I'm a little unfamiliar with graph theory, and I found an interesting problem in my work that I do not know if its already well-known or can be easily mapped to another one. If I were to express the problem more formally:
Given a directed unweighted graph $\langle V,E \rangle$, find a total order between vertices $v_1 < v_2 < \dots < v_n$ such that minimizes $\vert F \vert$, where $F = \{ \langle v_i,v_j \rangle \ \vert\ v_i < v_j , \langle v_i,v_j \rangle \in E \}$. That is find a total order between vertices such that it minimizes the number of edges that go "forward" in the order.
Lets suppose a simple directed graph:
The list of edges would be $[ a \rightarrow b $, $b \rightarrow c$, $a \rightarrow c ]$.

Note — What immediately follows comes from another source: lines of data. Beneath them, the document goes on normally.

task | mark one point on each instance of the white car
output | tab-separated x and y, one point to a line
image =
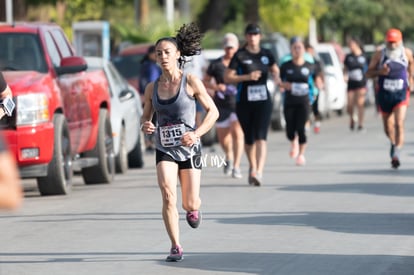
126	112
334	82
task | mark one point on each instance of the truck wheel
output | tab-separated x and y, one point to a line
121	160
59	171
104	171
135	159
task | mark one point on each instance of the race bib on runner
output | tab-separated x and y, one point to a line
256	93
393	85
171	135
356	75
300	89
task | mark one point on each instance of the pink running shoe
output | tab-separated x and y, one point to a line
176	254
294	149
300	160
194	218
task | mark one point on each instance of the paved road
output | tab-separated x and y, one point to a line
346	212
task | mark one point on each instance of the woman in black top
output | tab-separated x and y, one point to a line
229	131
249	68
356	65
298	77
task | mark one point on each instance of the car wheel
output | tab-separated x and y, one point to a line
135	158
104	170
59	171
121	160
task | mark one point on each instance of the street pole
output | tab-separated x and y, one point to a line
169	12
9	11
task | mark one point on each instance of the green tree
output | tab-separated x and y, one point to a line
290	17
367	20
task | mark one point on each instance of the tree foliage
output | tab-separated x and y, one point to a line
366	19
337	19
290	17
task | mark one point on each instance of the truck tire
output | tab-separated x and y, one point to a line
104	170
135	158
121	160
59	171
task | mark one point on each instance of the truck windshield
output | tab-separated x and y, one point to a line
21	52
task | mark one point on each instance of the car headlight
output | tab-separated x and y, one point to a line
32	109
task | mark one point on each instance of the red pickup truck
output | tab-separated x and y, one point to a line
61	122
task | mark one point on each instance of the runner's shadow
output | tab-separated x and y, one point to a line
354	223
380	172
290	263
381	189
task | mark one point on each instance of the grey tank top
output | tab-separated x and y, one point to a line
174	117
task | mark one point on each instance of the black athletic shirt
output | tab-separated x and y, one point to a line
3	83
225	102
245	62
356	66
299	75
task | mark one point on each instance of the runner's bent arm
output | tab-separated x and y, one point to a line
146	125
373	70
274	70
200	93
410	68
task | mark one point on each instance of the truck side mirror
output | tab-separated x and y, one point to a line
72	64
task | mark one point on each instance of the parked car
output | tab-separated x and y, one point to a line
128	62
61	122
335	86
126	112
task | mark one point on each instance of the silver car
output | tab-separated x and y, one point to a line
126	112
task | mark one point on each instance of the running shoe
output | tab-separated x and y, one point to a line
250	180
294	149
352	125
256	179
176	254
236	173
361	129
227	168
300	160
395	162
194	218
392	150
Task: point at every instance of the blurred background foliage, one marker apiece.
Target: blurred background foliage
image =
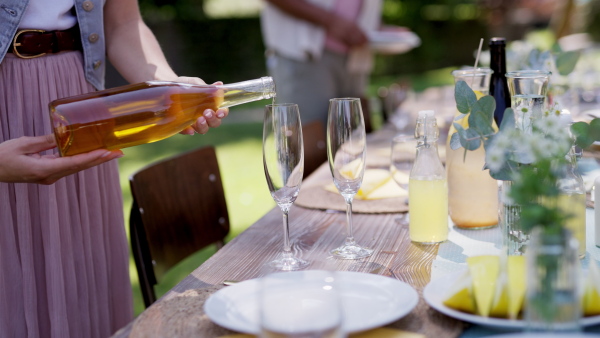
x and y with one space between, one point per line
221 40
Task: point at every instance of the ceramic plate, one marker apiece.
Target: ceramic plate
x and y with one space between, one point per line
435 292
369 300
393 42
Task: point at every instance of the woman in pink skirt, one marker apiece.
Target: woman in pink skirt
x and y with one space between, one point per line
63 250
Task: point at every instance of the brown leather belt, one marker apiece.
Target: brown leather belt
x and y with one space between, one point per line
32 43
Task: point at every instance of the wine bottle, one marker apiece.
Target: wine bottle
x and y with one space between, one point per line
143 112
498 83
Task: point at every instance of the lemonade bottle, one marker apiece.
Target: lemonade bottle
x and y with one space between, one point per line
473 193
427 187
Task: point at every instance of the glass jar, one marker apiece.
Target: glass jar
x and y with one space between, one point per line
552 300
471 208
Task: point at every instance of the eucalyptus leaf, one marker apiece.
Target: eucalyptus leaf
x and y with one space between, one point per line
504 174
481 115
464 96
594 132
566 62
469 139
581 131
556 48
508 120
459 117
522 157
455 141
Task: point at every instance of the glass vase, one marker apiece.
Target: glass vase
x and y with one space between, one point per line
528 90
553 280
514 238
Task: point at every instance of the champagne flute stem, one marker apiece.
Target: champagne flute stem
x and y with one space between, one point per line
286 234
350 233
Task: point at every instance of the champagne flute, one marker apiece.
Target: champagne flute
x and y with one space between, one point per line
283 160
346 152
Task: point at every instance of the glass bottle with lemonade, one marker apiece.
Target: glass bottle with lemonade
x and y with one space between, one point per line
472 192
427 186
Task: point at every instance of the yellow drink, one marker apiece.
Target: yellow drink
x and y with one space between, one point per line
428 210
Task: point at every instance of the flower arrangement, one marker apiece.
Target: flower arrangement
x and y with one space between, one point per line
531 151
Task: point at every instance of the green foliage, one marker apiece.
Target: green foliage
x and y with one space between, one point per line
534 160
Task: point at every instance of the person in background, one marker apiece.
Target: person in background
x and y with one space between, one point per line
318 50
63 250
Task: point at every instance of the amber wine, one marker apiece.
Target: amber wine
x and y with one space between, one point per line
428 210
142 113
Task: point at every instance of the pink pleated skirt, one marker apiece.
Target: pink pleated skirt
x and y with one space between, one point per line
63 250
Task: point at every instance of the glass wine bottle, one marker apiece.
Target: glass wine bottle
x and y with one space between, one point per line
143 112
498 83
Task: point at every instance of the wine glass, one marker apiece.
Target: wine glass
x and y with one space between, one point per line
283 160
404 149
346 152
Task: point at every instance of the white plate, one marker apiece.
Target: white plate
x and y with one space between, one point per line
369 300
545 335
435 292
393 42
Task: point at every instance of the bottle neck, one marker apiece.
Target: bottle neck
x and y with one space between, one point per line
498 59
247 91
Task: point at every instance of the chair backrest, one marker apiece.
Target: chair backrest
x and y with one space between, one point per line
178 208
315 146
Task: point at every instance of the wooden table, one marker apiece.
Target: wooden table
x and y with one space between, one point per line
313 234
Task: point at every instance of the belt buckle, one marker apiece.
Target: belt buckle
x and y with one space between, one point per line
16 44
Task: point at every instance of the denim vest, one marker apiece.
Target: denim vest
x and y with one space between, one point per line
91 24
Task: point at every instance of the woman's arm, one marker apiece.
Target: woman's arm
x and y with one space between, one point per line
22 163
134 51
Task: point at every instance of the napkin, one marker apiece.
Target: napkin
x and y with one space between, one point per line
382 332
377 184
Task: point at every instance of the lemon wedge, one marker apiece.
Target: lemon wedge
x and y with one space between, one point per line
484 272
591 295
461 294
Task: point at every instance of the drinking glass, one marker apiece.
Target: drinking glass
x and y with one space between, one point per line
346 152
302 304
528 89
552 302
404 151
283 160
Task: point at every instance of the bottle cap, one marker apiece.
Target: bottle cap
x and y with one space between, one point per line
497 41
426 113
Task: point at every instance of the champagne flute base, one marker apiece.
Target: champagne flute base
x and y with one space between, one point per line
351 251
288 264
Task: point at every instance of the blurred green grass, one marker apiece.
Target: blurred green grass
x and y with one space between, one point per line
238 143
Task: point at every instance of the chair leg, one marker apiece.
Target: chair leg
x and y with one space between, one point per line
146 285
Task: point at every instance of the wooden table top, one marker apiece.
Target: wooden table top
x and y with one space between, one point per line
313 233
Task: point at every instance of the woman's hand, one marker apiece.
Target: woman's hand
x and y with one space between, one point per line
210 118
22 163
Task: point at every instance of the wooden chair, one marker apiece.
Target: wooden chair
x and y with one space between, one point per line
178 208
315 146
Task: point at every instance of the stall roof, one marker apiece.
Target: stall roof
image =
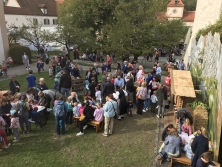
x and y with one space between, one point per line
181 83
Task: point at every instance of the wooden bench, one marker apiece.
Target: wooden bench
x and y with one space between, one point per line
182 159
96 124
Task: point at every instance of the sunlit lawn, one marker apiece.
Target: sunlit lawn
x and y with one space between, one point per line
131 144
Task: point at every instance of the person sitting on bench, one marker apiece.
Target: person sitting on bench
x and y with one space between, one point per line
171 146
166 131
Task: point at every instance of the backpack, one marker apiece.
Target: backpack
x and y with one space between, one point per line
4 67
22 108
142 94
159 159
59 109
69 106
167 80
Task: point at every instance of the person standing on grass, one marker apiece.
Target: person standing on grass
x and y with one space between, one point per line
109 61
23 108
15 125
141 97
53 63
42 86
25 60
60 109
14 85
3 134
108 88
88 113
31 79
65 84
161 96
110 109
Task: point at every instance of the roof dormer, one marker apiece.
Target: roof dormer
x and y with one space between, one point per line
43 8
175 3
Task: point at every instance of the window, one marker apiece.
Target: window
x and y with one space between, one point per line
44 10
55 21
46 22
35 21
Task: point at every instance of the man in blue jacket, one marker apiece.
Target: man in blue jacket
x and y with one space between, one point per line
60 110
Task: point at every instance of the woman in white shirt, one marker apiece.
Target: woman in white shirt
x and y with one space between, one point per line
139 73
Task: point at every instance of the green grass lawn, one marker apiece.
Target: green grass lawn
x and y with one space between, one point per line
131 145
4 85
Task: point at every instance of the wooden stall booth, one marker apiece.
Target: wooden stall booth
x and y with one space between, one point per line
182 87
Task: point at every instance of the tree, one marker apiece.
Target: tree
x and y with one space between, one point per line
33 33
127 26
68 36
139 28
13 34
87 17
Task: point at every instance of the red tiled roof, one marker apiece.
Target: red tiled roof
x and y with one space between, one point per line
32 7
162 16
189 16
17 11
173 4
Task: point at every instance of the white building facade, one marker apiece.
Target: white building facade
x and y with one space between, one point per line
17 12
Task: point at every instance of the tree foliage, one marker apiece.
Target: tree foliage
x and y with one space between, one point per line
126 26
13 34
139 28
217 27
33 33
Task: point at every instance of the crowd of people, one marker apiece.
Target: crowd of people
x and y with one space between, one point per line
112 97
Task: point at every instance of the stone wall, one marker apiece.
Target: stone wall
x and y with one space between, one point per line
207 13
205 66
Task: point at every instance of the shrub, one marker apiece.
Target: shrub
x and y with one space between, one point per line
16 52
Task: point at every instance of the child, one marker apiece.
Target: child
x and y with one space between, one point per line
76 110
94 103
15 125
205 160
98 114
188 150
166 131
39 65
4 69
153 102
186 128
147 101
58 68
81 109
113 79
50 72
129 107
36 116
69 113
99 85
167 107
98 95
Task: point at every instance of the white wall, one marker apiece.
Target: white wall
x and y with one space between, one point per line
18 20
207 12
13 3
178 13
2 50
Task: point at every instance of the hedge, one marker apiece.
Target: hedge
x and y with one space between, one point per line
16 52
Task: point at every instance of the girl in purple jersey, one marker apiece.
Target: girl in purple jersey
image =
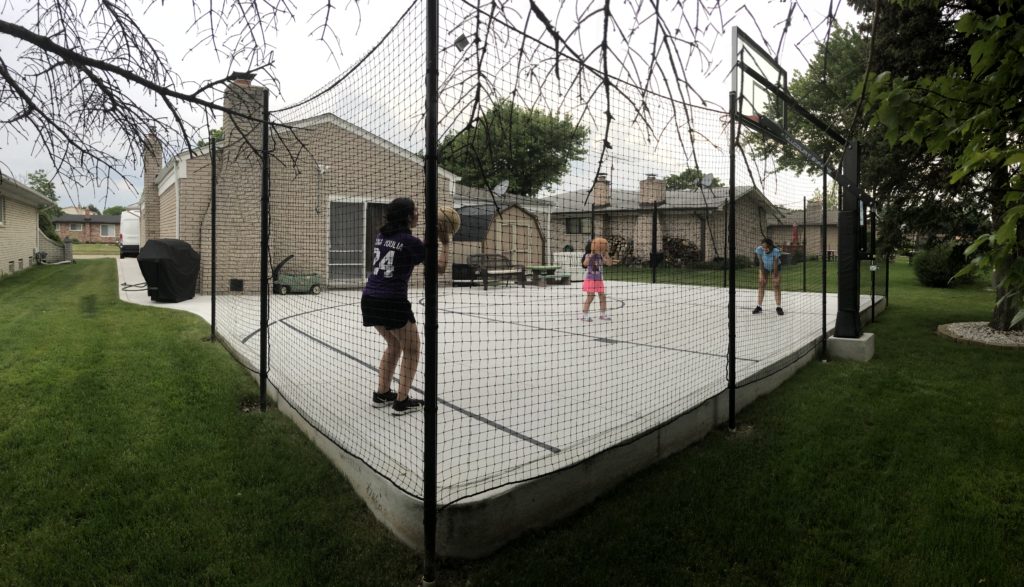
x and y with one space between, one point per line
385 302
593 283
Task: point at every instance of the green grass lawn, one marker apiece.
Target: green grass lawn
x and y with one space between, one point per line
94 249
124 458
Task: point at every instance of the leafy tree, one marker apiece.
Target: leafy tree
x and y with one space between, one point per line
973 113
689 178
909 183
40 181
528 148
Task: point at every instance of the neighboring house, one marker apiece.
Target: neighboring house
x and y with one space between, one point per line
330 182
793 220
88 227
697 215
510 224
19 234
508 229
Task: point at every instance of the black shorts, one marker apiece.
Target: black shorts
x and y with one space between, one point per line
389 313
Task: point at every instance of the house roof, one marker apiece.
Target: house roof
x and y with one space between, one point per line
361 132
791 217
621 200
313 121
468 195
97 218
14 190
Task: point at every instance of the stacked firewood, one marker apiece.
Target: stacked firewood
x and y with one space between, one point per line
679 252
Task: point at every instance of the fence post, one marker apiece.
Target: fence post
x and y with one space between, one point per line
213 238
264 249
824 262
430 325
732 260
804 232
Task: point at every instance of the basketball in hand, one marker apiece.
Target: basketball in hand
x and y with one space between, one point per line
449 221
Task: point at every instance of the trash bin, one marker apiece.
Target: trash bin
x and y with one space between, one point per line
170 267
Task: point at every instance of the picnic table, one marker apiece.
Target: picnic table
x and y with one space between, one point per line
544 274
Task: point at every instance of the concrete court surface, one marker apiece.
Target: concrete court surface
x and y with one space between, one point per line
525 387
526 390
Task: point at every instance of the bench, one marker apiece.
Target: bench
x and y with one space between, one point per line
487 267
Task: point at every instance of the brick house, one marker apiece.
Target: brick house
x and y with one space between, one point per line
330 182
19 234
697 215
88 227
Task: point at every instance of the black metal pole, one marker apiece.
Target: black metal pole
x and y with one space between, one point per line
653 245
264 248
804 233
213 238
875 260
888 254
824 263
732 260
430 324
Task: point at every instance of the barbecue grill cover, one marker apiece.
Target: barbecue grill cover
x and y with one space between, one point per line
170 267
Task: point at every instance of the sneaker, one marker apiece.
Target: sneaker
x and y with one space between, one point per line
383 400
407 406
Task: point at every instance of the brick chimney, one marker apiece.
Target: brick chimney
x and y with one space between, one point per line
244 102
602 192
153 161
651 191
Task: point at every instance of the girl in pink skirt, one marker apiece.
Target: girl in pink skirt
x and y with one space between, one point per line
594 282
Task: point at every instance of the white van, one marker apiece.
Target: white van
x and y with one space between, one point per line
128 240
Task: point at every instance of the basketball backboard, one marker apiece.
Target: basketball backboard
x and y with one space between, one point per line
757 79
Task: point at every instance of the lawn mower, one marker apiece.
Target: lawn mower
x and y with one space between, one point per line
294 283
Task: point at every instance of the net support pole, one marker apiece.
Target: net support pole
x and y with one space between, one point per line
213 238
653 245
430 324
848 306
875 263
264 249
824 262
804 233
732 260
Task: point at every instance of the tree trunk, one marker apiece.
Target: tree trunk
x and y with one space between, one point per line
1005 310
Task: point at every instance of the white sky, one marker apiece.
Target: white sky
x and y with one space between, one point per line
304 65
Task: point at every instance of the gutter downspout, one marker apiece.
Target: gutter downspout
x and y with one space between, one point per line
177 201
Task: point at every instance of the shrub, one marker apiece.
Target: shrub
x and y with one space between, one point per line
936 266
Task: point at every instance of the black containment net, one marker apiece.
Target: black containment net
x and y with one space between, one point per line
583 300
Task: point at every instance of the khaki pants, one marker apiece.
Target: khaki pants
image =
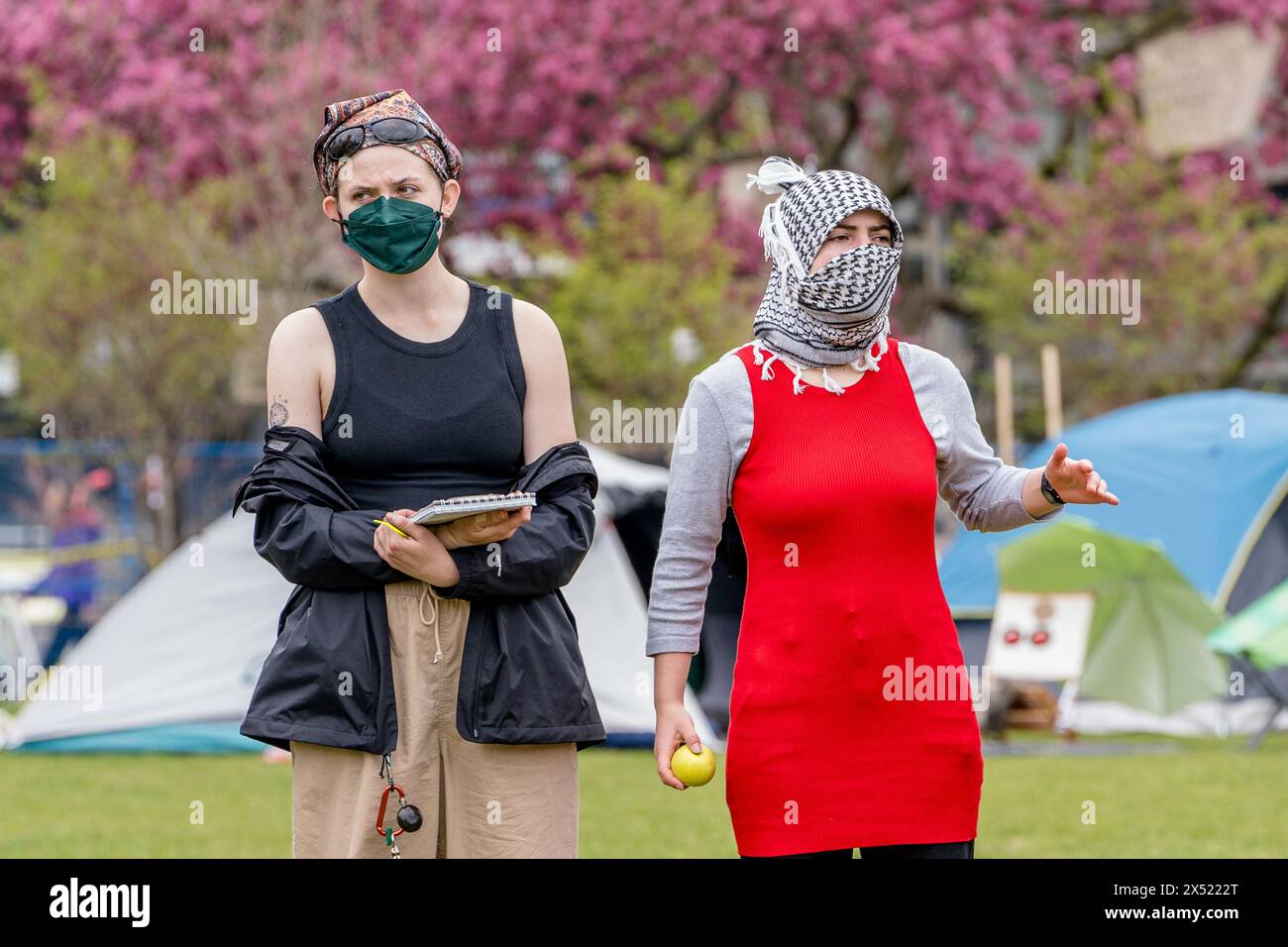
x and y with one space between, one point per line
478 800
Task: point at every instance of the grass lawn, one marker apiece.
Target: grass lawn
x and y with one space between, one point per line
1210 799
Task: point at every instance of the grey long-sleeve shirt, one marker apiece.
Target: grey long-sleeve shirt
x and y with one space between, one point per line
982 491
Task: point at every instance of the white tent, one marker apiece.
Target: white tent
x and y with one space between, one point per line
172 664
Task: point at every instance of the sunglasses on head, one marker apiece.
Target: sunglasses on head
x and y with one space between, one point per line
387 131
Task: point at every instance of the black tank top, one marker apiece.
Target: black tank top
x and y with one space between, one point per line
412 421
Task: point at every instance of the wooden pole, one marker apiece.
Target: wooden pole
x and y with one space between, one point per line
1005 420
1051 390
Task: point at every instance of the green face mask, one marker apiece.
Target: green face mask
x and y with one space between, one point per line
393 235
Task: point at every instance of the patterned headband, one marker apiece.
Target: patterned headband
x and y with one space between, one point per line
436 149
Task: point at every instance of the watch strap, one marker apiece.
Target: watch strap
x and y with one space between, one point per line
1048 491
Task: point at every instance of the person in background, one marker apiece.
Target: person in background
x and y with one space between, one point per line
75 522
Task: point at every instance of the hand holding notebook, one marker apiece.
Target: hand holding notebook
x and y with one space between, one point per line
451 509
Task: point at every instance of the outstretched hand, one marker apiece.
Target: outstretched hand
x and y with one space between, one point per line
1077 480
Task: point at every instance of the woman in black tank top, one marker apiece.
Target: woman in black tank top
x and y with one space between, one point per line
484 669
413 421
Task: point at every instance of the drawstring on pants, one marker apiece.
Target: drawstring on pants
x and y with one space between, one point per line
420 605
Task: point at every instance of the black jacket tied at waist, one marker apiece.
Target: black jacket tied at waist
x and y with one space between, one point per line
329 678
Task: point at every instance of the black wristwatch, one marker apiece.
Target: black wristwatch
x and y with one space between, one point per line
1048 491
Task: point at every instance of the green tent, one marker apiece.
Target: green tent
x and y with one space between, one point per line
1258 633
1145 647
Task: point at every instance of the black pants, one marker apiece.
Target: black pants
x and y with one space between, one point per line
934 849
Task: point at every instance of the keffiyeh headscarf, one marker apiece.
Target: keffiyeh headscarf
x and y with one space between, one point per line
437 149
838 315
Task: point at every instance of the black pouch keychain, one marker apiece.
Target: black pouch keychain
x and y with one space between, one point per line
408 815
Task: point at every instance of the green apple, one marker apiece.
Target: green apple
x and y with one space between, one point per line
694 768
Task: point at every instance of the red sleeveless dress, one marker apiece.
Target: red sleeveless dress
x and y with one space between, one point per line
835 499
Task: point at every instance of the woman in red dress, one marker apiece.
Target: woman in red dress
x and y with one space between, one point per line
850 719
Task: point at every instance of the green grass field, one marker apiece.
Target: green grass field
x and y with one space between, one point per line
1210 799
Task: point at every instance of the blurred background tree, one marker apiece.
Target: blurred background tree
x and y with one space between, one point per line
652 298
1210 252
97 363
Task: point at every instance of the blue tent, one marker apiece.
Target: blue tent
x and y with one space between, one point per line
1206 474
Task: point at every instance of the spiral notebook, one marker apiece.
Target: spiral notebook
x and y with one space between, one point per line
458 506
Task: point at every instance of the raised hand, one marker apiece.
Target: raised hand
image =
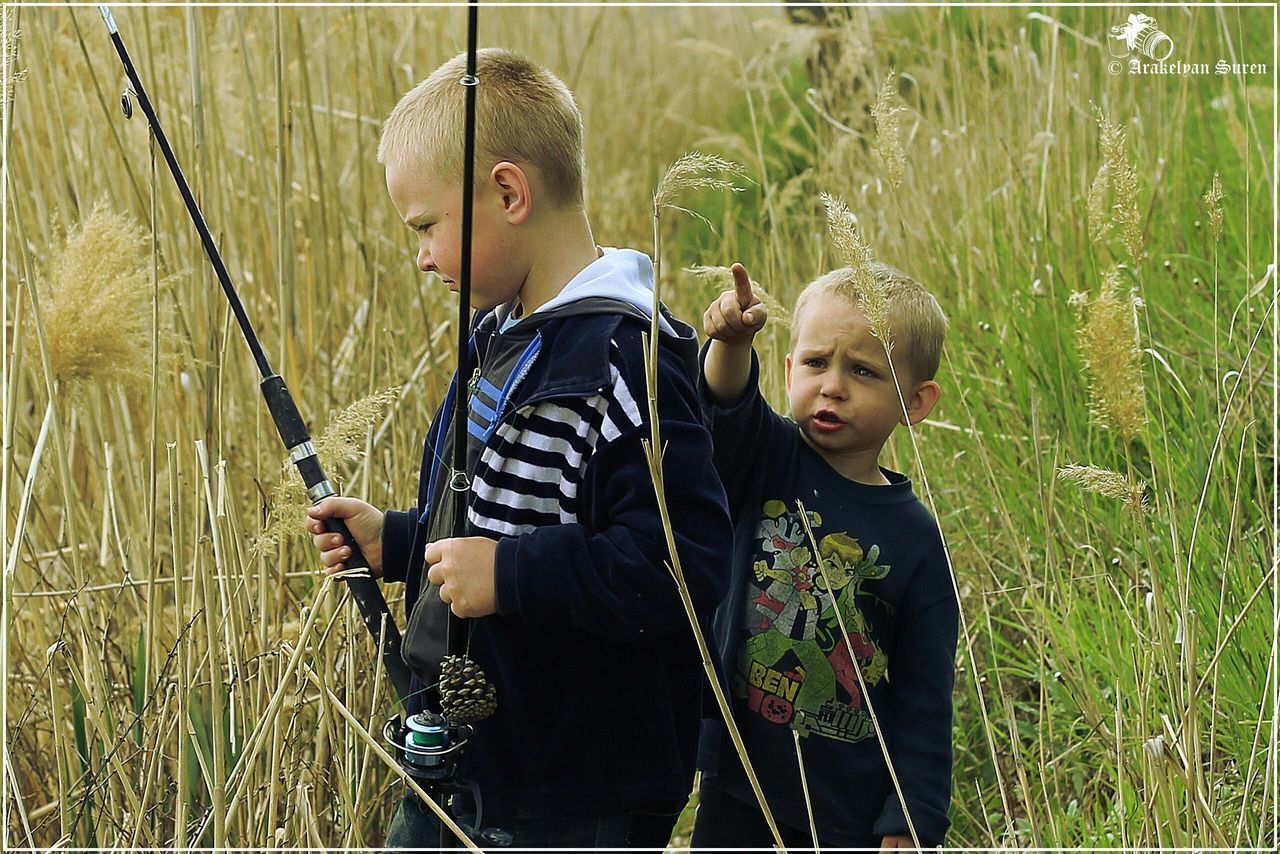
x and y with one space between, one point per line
735 315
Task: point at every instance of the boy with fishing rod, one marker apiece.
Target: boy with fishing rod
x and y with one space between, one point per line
572 613
839 633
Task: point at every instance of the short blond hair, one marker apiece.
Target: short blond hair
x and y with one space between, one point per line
914 316
524 114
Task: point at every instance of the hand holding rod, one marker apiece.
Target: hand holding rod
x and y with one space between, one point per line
284 411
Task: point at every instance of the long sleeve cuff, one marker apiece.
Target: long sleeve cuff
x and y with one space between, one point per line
931 825
506 588
398 529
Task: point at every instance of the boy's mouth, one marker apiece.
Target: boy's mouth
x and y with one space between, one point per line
827 421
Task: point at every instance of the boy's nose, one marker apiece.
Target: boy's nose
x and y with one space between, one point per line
424 260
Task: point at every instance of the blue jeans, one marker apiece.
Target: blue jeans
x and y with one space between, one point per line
415 827
723 821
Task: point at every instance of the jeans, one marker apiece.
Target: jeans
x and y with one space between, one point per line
415 827
723 821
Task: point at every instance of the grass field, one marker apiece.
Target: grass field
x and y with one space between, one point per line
1118 665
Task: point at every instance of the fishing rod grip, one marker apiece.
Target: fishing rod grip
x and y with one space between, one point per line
364 590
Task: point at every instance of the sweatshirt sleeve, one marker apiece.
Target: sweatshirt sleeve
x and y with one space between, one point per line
397 540
607 572
741 433
922 675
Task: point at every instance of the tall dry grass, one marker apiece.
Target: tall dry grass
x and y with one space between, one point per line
170 684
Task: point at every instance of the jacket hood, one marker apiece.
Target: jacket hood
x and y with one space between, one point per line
617 275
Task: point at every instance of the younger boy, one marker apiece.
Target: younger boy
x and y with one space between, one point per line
575 617
880 560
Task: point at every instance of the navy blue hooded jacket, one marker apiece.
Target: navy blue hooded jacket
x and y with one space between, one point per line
598 679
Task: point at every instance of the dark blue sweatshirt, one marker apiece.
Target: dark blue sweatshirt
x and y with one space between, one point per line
782 652
598 679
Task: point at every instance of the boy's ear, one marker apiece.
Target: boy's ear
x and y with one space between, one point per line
920 402
512 186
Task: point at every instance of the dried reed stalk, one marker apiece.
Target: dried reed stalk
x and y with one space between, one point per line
684 174
888 131
1111 484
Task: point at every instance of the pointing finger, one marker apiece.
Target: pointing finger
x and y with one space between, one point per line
743 286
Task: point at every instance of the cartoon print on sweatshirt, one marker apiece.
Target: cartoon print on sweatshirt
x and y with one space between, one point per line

A bad order would be $b < a < c$, because, for example, $c$ comes after $b$ in the order and we have the edge $b \rightarrow c $. Therefore, $F = \{ \langle b,c \rangle , \langle a,c \rangle \}$, $\vert F\vert = 2$.
A good order would be $c < b < a$, because $b < a$ and $c < b$. This gives $F = \emptyset$ and therefore the optimum: $\vert F\vert = 0$.
I have graphs that are dense, with some strongly connected components, and when trying to solve it using a SMT solver it works really bad with non-trivial instances. My intuition says that it's like a pigeonhole problem. So, my questions are:
- Is this a well-known problem in the graph-theory community?
- Can be easily mapped to any other problem?
- If so, there is any good algorithm to solve it?
- Can a good heuristic be computed easily?